Ed slowed his stock horse as he approached the bleached cow’s skull. “Easy there, Chester. Let’s have a look.” The aging rancher stiffly swung a leg over his mount, planted it on the grassy field, and then slipped the other booted foot out of the stirrup. He squared himself on the ground, hitched up his gun belt, then looked into the cloudy autumn sky. “Looks like rain, don’t you think?” The horse was impassive.
He slowly walked toward the vacant stare on the ground. “How long have you been here, old girl?” He pulled his hat down tighter on his gray head. “Bet you’ve seen a lot in your time.” Ed looked over his shoulder. “The way of the world, Chester. It’s the way of the world.”
A cold wind blew across the plain, but Ed didn’t take any notice. For a reason he couldn’t explain, he was captivated by the worn remains at his feet. Then the first drops of rain began to fall, lightly kissing the brim of his hat, his boots, even the skull. He turned back toward Chester and froze. His companion was standing stoically, patiently next to the body on the ground, Ed’s body.

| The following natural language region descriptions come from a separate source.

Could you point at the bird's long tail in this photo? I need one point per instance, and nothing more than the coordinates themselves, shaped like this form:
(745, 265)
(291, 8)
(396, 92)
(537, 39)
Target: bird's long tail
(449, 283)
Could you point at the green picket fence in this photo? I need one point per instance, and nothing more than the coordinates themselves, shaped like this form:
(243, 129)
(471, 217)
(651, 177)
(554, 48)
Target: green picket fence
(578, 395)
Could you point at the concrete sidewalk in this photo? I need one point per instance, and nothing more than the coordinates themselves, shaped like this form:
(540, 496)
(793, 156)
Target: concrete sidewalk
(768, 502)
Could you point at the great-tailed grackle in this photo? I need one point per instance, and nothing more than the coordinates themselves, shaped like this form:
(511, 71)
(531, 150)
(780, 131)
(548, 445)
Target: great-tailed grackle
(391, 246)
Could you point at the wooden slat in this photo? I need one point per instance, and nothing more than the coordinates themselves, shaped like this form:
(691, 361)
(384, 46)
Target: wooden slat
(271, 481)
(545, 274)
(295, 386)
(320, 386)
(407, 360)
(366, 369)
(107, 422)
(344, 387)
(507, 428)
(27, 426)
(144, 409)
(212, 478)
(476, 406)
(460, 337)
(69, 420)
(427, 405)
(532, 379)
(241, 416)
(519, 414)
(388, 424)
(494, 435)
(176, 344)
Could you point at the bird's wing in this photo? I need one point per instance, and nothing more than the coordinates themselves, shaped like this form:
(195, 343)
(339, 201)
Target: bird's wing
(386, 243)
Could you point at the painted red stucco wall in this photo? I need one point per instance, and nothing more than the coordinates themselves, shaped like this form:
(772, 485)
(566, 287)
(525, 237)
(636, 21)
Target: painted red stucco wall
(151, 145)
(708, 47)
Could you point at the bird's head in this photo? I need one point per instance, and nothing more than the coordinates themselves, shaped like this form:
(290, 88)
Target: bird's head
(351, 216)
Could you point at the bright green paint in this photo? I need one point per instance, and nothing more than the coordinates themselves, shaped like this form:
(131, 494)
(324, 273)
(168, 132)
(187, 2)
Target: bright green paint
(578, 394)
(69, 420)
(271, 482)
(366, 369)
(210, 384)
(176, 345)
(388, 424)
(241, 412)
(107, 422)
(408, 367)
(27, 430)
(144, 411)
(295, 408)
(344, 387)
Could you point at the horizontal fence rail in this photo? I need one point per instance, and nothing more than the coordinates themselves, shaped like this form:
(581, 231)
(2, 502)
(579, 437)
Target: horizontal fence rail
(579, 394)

Then he saw another rider approaching from the way he’d come, as oblivious to the downpour as Ed was. It was a pale horse, the rider was death, and she was beautiful. As she approached, he could see her alabaster skin, full red lips, a gown as black as midnight, short, obsidian hair slicked back, and deep brown eyes a man could drown in. She stopped just before she reached the dead man on the ground. Chester shied away from her and moved away to Ed’s left.
“It’s time, Edward.” She didn’t have to explain herself. He knew exactly what she meant.

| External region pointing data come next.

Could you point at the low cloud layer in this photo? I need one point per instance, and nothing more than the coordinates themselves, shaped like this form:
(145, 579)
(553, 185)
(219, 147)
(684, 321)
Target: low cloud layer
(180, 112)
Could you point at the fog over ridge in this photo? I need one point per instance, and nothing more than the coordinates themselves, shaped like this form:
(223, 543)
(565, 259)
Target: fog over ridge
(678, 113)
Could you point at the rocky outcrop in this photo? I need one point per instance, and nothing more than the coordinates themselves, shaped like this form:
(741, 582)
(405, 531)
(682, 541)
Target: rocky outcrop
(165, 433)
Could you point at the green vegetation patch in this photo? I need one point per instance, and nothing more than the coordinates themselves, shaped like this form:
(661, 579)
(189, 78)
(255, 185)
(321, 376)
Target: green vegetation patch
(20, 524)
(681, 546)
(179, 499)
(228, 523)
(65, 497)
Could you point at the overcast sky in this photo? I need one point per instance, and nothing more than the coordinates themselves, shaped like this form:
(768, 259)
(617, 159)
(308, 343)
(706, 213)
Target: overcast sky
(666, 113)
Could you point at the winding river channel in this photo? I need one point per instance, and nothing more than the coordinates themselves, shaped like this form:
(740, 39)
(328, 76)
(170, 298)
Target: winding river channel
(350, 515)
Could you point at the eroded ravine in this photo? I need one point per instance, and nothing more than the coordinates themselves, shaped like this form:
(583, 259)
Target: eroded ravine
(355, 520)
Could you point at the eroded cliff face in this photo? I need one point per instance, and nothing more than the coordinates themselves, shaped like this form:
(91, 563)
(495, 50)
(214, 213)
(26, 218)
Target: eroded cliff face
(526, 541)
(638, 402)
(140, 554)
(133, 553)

“Well, I guess 84 years is a goodly long time to walk on this here earth. It’s been a fine run. Couldn’t have asked for a more loving family or better friends. I’m ready.”
She offered thin, white fingers, nails painted the same crimson as her lips. Her touch would have been cold if he were still alive. She effortlessly pulled him up behind her. Then she guided her anemically white steed in a direction that hadn’t been there a moment ago.
And then Chester was alone, and the rain poured down on the living and the dead.
I wrote this for the #writephoto challenge hosted at Sue Vincent’s Daily Echo. Every week, Sue posts one of her original photos to be used as a prompt to craft a poem, short story, or other creative work.
I recently wrote a story about death, and today’s prompt seemed to fit the theme.
Also, the cow’s skull reminded me of the classic cowboy trope, so I made Ed a rancher.